Aggredita da un topo in ascensore, Travaglini (Iacp): «Notizia priva di fondamento. Chiederemo i danni d’immagine, difendiamo l’onorabilità dell’ente»

La notizia aveva fatto il giro dei media nazionali in pochissimi minuti, sabato scorso 14 ottobre: “Una anziana donna è stata aggredita in ascensore da un grosso ratto che le è saltato addosso e l’ha morsa più volte sul viso e sull’occhio”. La particolare location del presunto evento, una palazzina dello Iacp di via Romagna a Campobasso dove sarebbero intervenuti, richiamati dalle urla della donna, tempestivamente i parenti che l’avrebbero portata in ospedale per le cure mediche del caso.

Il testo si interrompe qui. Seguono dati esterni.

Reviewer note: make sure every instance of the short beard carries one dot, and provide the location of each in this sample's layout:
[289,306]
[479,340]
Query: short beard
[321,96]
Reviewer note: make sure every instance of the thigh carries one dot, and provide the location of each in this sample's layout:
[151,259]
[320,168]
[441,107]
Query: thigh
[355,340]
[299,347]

Oggi, a distanza di una settimana, a parlare è il Legale rappresentante commissario liquidatore dell’Istituto Autonomo Case Popolari di Campobasso Nicola Travaglini, ex sindaco di Montenero di Bisaccia, assistito dall’avvocato dell’ente Gaetano Caterina. «Abbiamo un regolamento ad hoc dove sono stabiliti i compiti dell’ente e quelli degli inquilini/condomini – ha affermato Travaglini – Nel caso specifico, la derattizzazione spetta ai condomini per cui già la responsabilità dovrebbe essere chiara ma oltre a questo, purtroppo, abbiamo esaminato i filmati delle camere di sorveglianza della palazzina e possiamo affermare con certezza che il fatto non corrisponde al vero. Abbiamo il filmato in cui si vede in maniera chiara la signora che entra nell’ascensore, scende al piano terra in maniera del tutto tranquilla ed esce dalla palazzina stessa. Tutto questo smaschera completamente quanto da lei affermato che, ora, diventa oggetto di richiesta di risarcimento danni. E’ ovvio che mi senta obbligato ad inviare questo materiale agli organi preposti per difendere l’onorabilità di questo ente e dei pochissimi dipendenti che si occupano di qualche migliaio di appartamenti – uno sforzo immane – per cui non può essere sottaciuto. Chiederemo che vengano fatte tutte le indagini del caso e chi avrà delle responsabilità dovrà risponderne».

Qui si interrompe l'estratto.